Every year we just love our week in the horticultural wonderland that is the RHS Chelsea Flower Show. We love seeing our stand come together after all the months of planning, and we love meeting the gardeners who use and love our tools. But we're also so lucky to get the chance to explore the show, seeing it in the cool of the early morning, during the hubbub of the day, and then seeing it calm again as the visitors go home.
From all the fabulous, enthralling and inspiring things we saw at the show, here are our favourite things from the RHS Chelsea Flower Show 2024.
The rainbow
We’d helped out the team behind ‘Flood Re: The Flood Resilient Garden’ (see top image) with some tools for the build, so naturally we were keen to see the finished garden. Water was a theme in many of the gardens this year’s show; managing it, coping with the lack of it – or suddenly having too much of it. And this garden designed by Naomi Slade and Dr Ed Barsley brought it all together in the context of a domestic family garden. Featuring a stream, a feature pond and large water storage tanks doubling as ornamental ponds, the garden was a luxuriant and colourful space, with areas to relax and enjoy the ambience. We especially liked the ‘rain’ which gently fell on the garden at regular intervals during the day to demonstrate how the garden copes with deluges. We saw it on a sunny day, when the falling droplets generated a dancing rainbow amongst the blooms. It was just delightful, and we loved it!
The water dragon
We’ve picked driftwood sculptor James Doran-Webb’s incredible work as one of our Chelsea Favourite Things before, in 2019. But his work just gets more and more astonishing, so it needs to be included again. This enormous Water Dragon towered over the crowds on Main Avenue, stopping visitors in their tracks. Water cascaded from the globe clutched in its talons, plumes of smoke rose from its nostrils. Officially entitled ‘The Bearer of Infinite Blessings’, the sculpture stands a huge 6.2m high and weighs three tonnes. We can only imagine the huge effort that went into installing it on Main Avenue – but we certainly appreciated it being there.
The ‘RHS Chelsea Repurposed’ Garden by Cityscapes
Sustainability is no longer simply a theme at RHS Chelsea. Rather, it has evolved into a commitment which underscores all the exhibits at the show. This year’s ‘RHS Chelsea Repurposed’ show garden was created with the purpose of reusing and recycling existing materials. Nearly everything in the garden has lived at least one life already, much of it at the RHS Chelsea Flower Show.
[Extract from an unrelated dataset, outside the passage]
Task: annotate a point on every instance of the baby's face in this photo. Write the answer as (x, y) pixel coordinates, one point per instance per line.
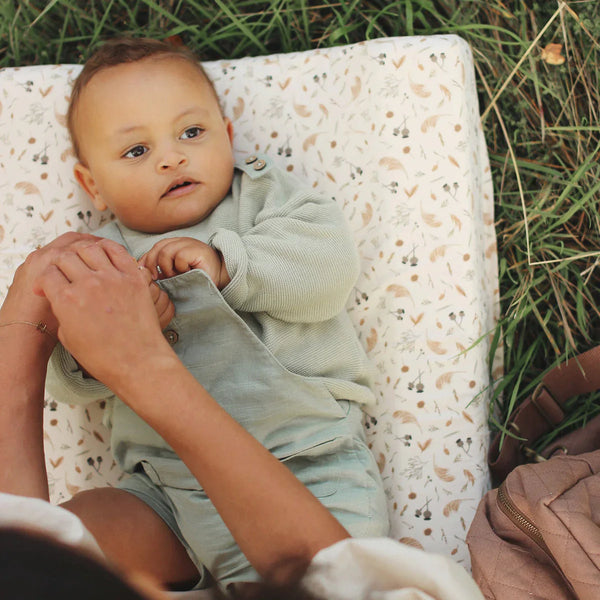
(155, 147)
We had fun spotting elements from gardens we’ve loved in previous years – including Tom Massey’s Lemon Tree Trust Islamic-inspired fountain, which was right next to our stand at RHS Chelsea in 2018. The planting in this repurposed garden featured drought-tolerant species, including grasses and local wildflowers, all planted in crushed concrete and sand salvaged from demolished buildings. What’s more, at the end of the show, every element of the garden was to go on to enjoy yet another new life.
The colour!
Some years at RHS Chelsea seem to be all about a restful palette, with lots of greens, blues and whites. In contrast, this year was all about the colour! We may have been influenced by spending the week next to Ann-Marie Powell’s fabulously vibrant ‘The Octavia Hill Garden’. But it seemed to us that everywhere we looked, there were bursts of colour – oranges, deep reds, purples, and yellows. We loved these floral fireworks, as they blazed in the sunshine, and brightened up the gloomy days.
The ‘mgr Changing Tides Garden’
We found this garden to be very evocative. Tucked away in the leafy heart of the Ranelagh Gardens area of the show, it’s difficult to capture anything other than a woodland feel, but this clever container garden transported us to the windswept coastal margins. With Derek Jarman’s garden at Prospect Cottage in Dungeness firmly on our ‘must-visit’ list, we’re fascinated by the resilient plants which find a way to burst into colourful life in even the most challenging of conditions. The Changing Tides garden, designed by Lucy Mitchell, perfectly illustrated this unstoppable life force, feeling verdant and relaxing. We loved the use of ‘beachy’ recycled materials, including the reclaimed timber groyne backdrop, and the crushed whelk shells used as a planting medium. A well-deserved gold medal for this garden.
The Surreal Succulents stand
We’re suckers for succulents, and every year the Surreal Succulents stand in the Great Pavilion is a must-visit. Since the team there provided an array of gorgeous planting for our Chelsea stand back in 2019, they’ve been very much on our radar. Every year the stand looks like some kind of sci-fi landscape, with otherworldly plants looming on towering stalks, cascading over the sides of their planters, and reaching out spikily. The array of shapes, colours and textures is always inspiring, and makes us feel a little like a kid in a sweet shop. This year’s display once again won the Surreal Succulent team a gold medal to take home to Cornwall. And yes, we may have come away with one or two new succulent babies to take home ourselves!
And then it was all over, with the gardens being dismantled to go to their new lives, and tired but happy visitors carrying, wheeling, or dragging their purchases back to the Tube. We're already looking forward to our return next year!